While the number of would-be asylum seekers arriving in Juárez is on the rise, so too is the number of people sent to the border city by United States authorities.

According to Coespo, there were 1,300 repatriations to Ciudad Juárez in each of January and February but in March the figure increased to 1,800.

In light of the situation, municipal authorities are asking state governments to cover the costs of returning Mexican deportees to their places of origin.

“[Mayor Héctor Armando Cabada] is talking to all the states so that they support their fellow citizens; we can’t leave them here,” said municipal human rights director Rogelio Pinal.

He pointed out that many deportees arrive without any money or the legal documents they need to find work in Mexico.

Four states – Aguascalientes, Jalisco, Colima and México – have so far agreed to pay travel costs so that those deported from the United States can return to their home towns in Mexico.

The federal government allocated 10.7 million pesos (US $570,000) to a migrant support fund last year to help states cover accommodation and transportation expenses for deported Mexicans but no additional funding was provided for 2019.
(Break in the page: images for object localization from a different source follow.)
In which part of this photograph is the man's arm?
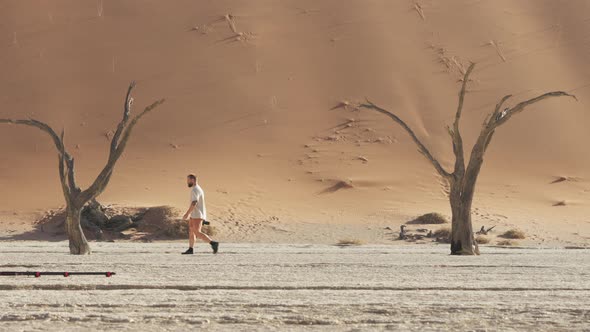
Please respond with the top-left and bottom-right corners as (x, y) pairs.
(183, 201), (197, 220)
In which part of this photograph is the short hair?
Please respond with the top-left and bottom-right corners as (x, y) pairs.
(187, 174), (197, 181)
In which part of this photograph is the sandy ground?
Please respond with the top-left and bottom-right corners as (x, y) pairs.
(1, 206), (588, 248)
(0, 242), (588, 331)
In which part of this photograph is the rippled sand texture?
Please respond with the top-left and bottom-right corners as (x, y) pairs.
(0, 242), (588, 331)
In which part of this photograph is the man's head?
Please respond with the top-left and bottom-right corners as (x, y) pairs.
(187, 174), (197, 187)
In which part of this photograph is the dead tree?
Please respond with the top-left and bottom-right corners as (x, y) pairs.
(359, 63), (576, 255)
(476, 225), (495, 235)
(0, 82), (164, 254)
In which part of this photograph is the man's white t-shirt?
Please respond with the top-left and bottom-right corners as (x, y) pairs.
(190, 184), (207, 220)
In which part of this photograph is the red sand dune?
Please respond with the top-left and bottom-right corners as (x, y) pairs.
(1, 0), (589, 246)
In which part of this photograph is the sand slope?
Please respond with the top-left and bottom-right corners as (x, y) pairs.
(1, 1), (589, 245)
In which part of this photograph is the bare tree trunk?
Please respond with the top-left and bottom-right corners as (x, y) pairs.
(65, 205), (91, 255)
(449, 184), (476, 255)
(450, 130), (490, 255)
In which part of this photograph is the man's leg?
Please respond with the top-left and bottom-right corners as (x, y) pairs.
(194, 218), (219, 254)
(194, 219), (212, 242)
(182, 219), (197, 254)
(188, 219), (197, 248)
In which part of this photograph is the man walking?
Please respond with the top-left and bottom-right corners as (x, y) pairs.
(182, 174), (219, 254)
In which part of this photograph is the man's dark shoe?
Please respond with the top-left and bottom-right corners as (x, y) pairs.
(210, 241), (219, 254)
(182, 247), (194, 255)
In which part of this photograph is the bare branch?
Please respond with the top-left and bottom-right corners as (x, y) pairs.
(80, 98), (165, 203)
(451, 62), (476, 176)
(445, 125), (454, 139)
(494, 95), (512, 115)
(495, 91), (577, 127)
(359, 99), (451, 179)
(0, 119), (65, 155)
(483, 130), (495, 152)
(466, 91), (576, 190)
(58, 129), (68, 186)
(463, 94), (514, 175)
(65, 155), (79, 194)
(59, 129), (80, 194)
(454, 63), (475, 127)
(110, 81), (136, 157)
(112, 98), (165, 159)
(57, 148), (71, 205)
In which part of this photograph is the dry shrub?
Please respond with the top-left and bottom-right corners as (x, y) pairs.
(139, 206), (179, 222)
(433, 227), (451, 243)
(500, 229), (526, 239)
(407, 213), (448, 225)
(163, 219), (188, 238)
(497, 239), (518, 246)
(336, 239), (363, 246)
(475, 235), (490, 244)
(134, 206), (184, 238)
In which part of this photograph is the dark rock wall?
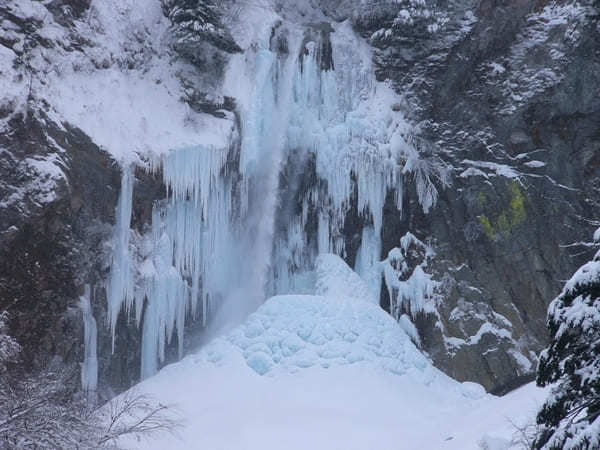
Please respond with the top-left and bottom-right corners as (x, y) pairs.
(350, 0), (600, 391)
(0, 108), (120, 373)
(0, 106), (171, 393)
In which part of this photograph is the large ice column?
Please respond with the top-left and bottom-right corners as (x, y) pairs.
(216, 25), (303, 321)
(106, 167), (135, 351)
(355, 226), (382, 301)
(80, 284), (98, 400)
(105, 140), (234, 379)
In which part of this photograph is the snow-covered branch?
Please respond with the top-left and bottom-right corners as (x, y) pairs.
(0, 311), (180, 449)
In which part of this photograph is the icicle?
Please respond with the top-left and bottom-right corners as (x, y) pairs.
(137, 145), (230, 379)
(355, 226), (382, 302)
(106, 167), (134, 352)
(80, 284), (98, 401)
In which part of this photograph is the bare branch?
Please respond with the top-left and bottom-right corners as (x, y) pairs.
(96, 389), (182, 447)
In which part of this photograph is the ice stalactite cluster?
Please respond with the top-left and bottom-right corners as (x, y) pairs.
(270, 21), (442, 298)
(138, 155), (234, 378)
(105, 14), (444, 379)
(381, 233), (440, 343)
(107, 143), (236, 378)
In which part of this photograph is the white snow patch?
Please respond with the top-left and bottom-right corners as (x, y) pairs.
(462, 160), (521, 179)
(523, 160), (546, 168)
(488, 62), (506, 75)
(460, 167), (489, 178)
(5, 0), (235, 165)
(47, 68), (234, 164)
(469, 322), (513, 345)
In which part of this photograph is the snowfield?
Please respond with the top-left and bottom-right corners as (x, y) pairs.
(116, 256), (546, 450)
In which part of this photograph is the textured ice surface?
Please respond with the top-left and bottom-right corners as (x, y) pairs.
(200, 255), (430, 377)
(225, 293), (429, 376)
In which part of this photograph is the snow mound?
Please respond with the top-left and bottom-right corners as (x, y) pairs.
(224, 294), (428, 376)
(201, 254), (430, 377)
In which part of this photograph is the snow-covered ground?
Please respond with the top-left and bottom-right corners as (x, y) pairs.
(116, 256), (547, 450)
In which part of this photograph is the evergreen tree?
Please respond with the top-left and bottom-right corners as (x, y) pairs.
(354, 0), (448, 45)
(535, 234), (600, 449)
(161, 0), (241, 62)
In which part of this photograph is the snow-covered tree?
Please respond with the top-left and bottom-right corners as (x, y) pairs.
(161, 0), (241, 62)
(0, 312), (177, 448)
(354, 0), (449, 45)
(535, 234), (600, 449)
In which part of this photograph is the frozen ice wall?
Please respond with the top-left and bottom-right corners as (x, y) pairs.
(269, 20), (441, 297)
(105, 7), (443, 379)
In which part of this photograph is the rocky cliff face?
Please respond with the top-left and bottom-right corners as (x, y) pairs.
(351, 0), (600, 392)
(1, 0), (598, 395)
(0, 107), (119, 370)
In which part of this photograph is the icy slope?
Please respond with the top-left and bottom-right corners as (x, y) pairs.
(116, 256), (546, 450)
(212, 255), (434, 378)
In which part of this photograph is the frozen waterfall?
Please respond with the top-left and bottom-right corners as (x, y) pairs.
(105, 16), (441, 379)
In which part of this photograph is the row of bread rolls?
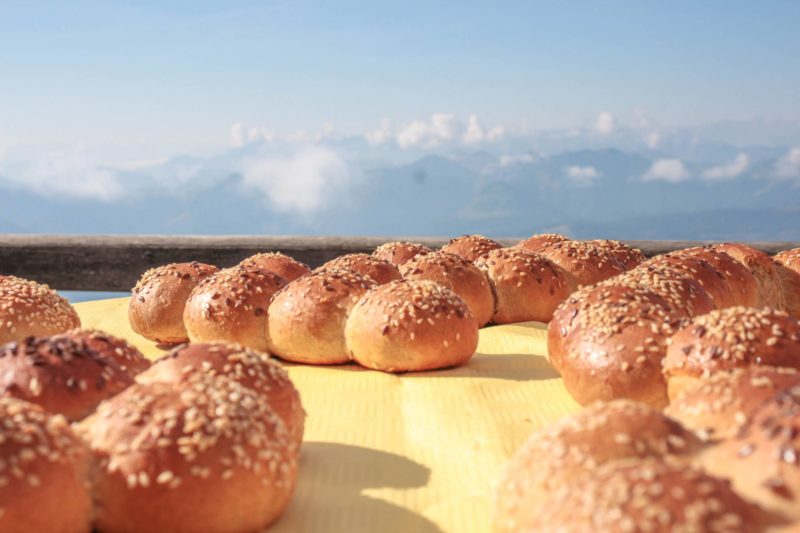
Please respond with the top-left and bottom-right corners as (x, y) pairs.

Chihuahua Governor Javier Corral met with Interior Secretariat (Segob) undersecretary Zoé Robledo this week to request that the funding be reinstated.

In addition to would-be asylum seekers and deportees, non-Mexican migrants who are awaiting the outcome of their asylum requests in the United States are also being sent to Ciudad Juárez.

The United States government resumed its so-called “Remain in Mexico” policy this week after halting it for a few days following a federal court ruling.

On April 8, Judge Richard Seeborg in San Francisco blocked the Trump administration from returning asylum seekers to Mexico on the grounds that its policy “lacks sufficient protections against aliens being returned to places where they face undue risk to their lives or freedom.”

However, an appeals court last Friday overturned the ruling, allowing the U.S. government to resume the policy.

The Mexican government has rejected the “Remain in Mexico scheme,” which is officially called the Migrant Protection Protocols, although it has accepted returning migrants “for humanitarian reasons.”

United States authorities this week returned 75 migrants to Ciudad Juárez under the scheme, the newspaper El Diario reported, and almost 400 migrants, most from Central America, have now been sent to the city to wait for their asylum cases to be heard in the U.S.

Most have been staying in shelters or churches but one group of 38 migrants is currently housed in a fire station, the newspaper Reforma said.

Some have chosen to return to their countries of origin rather than waiting in Juárez with no certainty about when they will be summoned to appear in court.

However, there is some evidence that the wait will not be as long as many migrants expect, although it appears that those traveling with children are being given priority.

Francisco Javier Calvillo, a priest and director of the Casa del Migrante shelter in Ciudad Juárez, said that four families were summoned by United States authorities on Wednesday and that two women and one man – each of whom were staying in the city with a child – were called yesterday.

“They crossed [the border] and they haven’t told us anything but they haven’t returned,” he said.